I know so many people who literally don't have a single dime to their name for several days before payday. It's all gone before the next check comes in. So, if that next paycheck is missed they could very well find themselves on the street if rent cannot be paid. Not everyone has family and friends who are willing and able to help out in hard times.
There were so many people struggling day to day before gas prices went through the roof and I've often wondered how on earth some people manage now that gas prices have been outrageous for years now. I live in a rural area. We don't have any kind of public transportation here. If you want to work, you just about have to have a car to get there. And that car will require gas.

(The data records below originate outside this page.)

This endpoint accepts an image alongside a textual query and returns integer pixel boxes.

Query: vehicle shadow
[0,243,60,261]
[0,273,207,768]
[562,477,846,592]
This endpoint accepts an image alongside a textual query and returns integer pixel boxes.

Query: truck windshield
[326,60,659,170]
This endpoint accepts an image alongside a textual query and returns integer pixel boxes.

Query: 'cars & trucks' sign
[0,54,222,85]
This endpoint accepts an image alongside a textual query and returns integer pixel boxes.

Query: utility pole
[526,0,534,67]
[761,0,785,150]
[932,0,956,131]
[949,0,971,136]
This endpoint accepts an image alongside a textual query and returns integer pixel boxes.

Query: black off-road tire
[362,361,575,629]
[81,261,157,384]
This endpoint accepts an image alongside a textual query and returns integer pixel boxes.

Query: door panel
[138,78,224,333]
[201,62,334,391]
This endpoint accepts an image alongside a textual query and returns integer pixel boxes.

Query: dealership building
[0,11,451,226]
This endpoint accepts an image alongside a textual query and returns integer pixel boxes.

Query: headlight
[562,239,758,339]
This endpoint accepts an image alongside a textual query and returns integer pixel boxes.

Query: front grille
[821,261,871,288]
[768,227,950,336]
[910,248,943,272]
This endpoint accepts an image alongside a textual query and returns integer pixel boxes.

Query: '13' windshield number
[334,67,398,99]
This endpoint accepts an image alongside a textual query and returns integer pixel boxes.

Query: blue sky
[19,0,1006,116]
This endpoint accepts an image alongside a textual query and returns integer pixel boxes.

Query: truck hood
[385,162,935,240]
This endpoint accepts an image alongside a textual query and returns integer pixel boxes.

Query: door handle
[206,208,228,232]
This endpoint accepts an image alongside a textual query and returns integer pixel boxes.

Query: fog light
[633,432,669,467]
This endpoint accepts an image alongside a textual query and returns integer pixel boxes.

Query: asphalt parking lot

Sure, there are people living on the street who are addicts and their addictions are what lead to their state of homelessness. There are others, though, who turn to drugs and alcohol as a coping mechanism to deal with becoming homeless.
I think it's a shame that these things happen in this country. We have people living in multimillion dollar homes, carrying thousand dollar purses and wearing thousand dollar sunglasses but not too far away, people are living on benches and under bridges, eating out of garbage cans. Kids are catching the school bus from the broken down car their family is living in. It's ridiculous.
It's hard to get a job these days. I would imagine wearing ratty clothes and not having a phone number or address or transportation makes it exponentially harder.